Houve uma ameaça muito forte à democracia brasileira quando a realização das próximas eleições foi condicionada à adoção do voto impresso. Diante desta grave ameaça, o TSE agiu corretamente, mostrando que tem poder para defender o processo eleitoral. E uma mudança muito importante. Se até a semana passada Bolsonaro agia como se não tivesse nada a perder, após a ofensiva do TSE o presidente é alvo de um risco triplo: pode perder a cadeira presidencial se o TSE encontrar irregularidades na campanha de 2018; pode sofrer impeachment; e pode ser impedido de ser candidato nas eleições de 2022.
Considera que o TSE deu uma resposta institucional, em nome de todo o Judiciário?
O TSE tem uma composição única na América Latina, pois seu presidente e parte de seus ministros também são do Supremo Tribunal Federal. Existem outros órgãos eleitorais sendo atacados na América Latina pelo Executivo – o INE no México -, por deputados do partido no poder – o TSE na Bolívia – ou pela oposição que perdeu as eleições – a JNE no Peru -, mas nenhum dos três tem a capacidade de reagir como o TSE brasileiro. Tenho grande confiança na urna eletrônica brasileira. Tive a honra de acompanhar sua implementação e melhoria gradual desde 1996 até hoje. É um instrumento seguro, transparente e auditável. Nesses 25 anos de existência, nenhuma fraude foi provada. Não vejo razão para justificar sua reforma, e muito menos neste momento em que as eleições de 2022 estão a apenas 14 meses de distância. Fazer a reforma proposta é inconveniente, inoportuno e perigoso
Como se deve responder a ataques à urna eletrônica?

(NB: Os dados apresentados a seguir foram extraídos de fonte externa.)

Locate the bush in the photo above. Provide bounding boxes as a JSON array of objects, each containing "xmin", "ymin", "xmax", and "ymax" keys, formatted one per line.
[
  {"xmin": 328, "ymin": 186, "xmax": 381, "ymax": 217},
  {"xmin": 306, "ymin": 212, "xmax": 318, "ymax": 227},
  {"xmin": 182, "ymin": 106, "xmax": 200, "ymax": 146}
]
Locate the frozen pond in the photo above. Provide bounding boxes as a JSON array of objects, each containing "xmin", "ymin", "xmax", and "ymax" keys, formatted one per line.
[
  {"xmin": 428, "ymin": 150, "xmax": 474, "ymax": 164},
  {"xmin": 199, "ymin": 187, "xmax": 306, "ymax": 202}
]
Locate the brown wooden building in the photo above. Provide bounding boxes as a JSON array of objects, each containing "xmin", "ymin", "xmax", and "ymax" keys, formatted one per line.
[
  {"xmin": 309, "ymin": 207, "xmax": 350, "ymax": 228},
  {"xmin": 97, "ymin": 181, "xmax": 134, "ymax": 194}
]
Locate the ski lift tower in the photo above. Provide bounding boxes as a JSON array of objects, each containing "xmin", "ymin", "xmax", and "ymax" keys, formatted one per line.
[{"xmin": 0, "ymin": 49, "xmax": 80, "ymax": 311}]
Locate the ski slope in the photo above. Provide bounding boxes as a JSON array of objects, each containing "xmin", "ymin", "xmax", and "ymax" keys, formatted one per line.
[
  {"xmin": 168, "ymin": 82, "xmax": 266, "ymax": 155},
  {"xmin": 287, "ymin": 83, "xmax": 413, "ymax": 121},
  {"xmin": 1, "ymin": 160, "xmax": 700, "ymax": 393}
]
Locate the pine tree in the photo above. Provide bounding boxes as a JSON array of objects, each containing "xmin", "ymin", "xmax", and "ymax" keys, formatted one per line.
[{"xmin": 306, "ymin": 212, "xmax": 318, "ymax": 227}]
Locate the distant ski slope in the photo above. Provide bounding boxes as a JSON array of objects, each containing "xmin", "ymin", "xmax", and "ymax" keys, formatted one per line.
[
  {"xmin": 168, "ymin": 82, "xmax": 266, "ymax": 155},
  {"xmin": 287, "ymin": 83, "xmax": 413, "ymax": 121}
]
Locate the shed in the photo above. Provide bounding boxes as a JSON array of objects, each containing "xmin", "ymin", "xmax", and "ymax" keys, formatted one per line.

Primeiro: expor os falsos argumentos que denunciam supostas fraudes. Demonstrar, com provas claras, que a verdadeira fraude é a denúncia de uma fraude inexistente. Realizar investigações e auditorias que demonstrem a robustez do sistema eleitoral, a solidez da urna eletrônica e a independência das autoridades eleitorais. E, como o TSE vem fazendo, exercer ao máximo as competências e poderes que lhe são conferidos pela Constituição e pelas leis. Segundo: buscar, no País, o apoio do maior número possível de partidos políticos, acadêmicos, especialistas eleitorais, ex-membros do TSE, associações profissionais, ONGs e jornalistas e, internacionalmente, convidar instituições e órgãos eleitorais para que visitem o Brasil, realizem investigações e, se as conclusões forem positivas, contribuam para proteger o TSE, a urna eletrônica e a condução do processo eleitoral. Terceiro: convidar missões de observação eleitoral de prestígio (ONU, OEA, UE, entre outras) a ir ao Brasil.
Qual é o objetivo de quem busca o descrédito dos processos eleitorais?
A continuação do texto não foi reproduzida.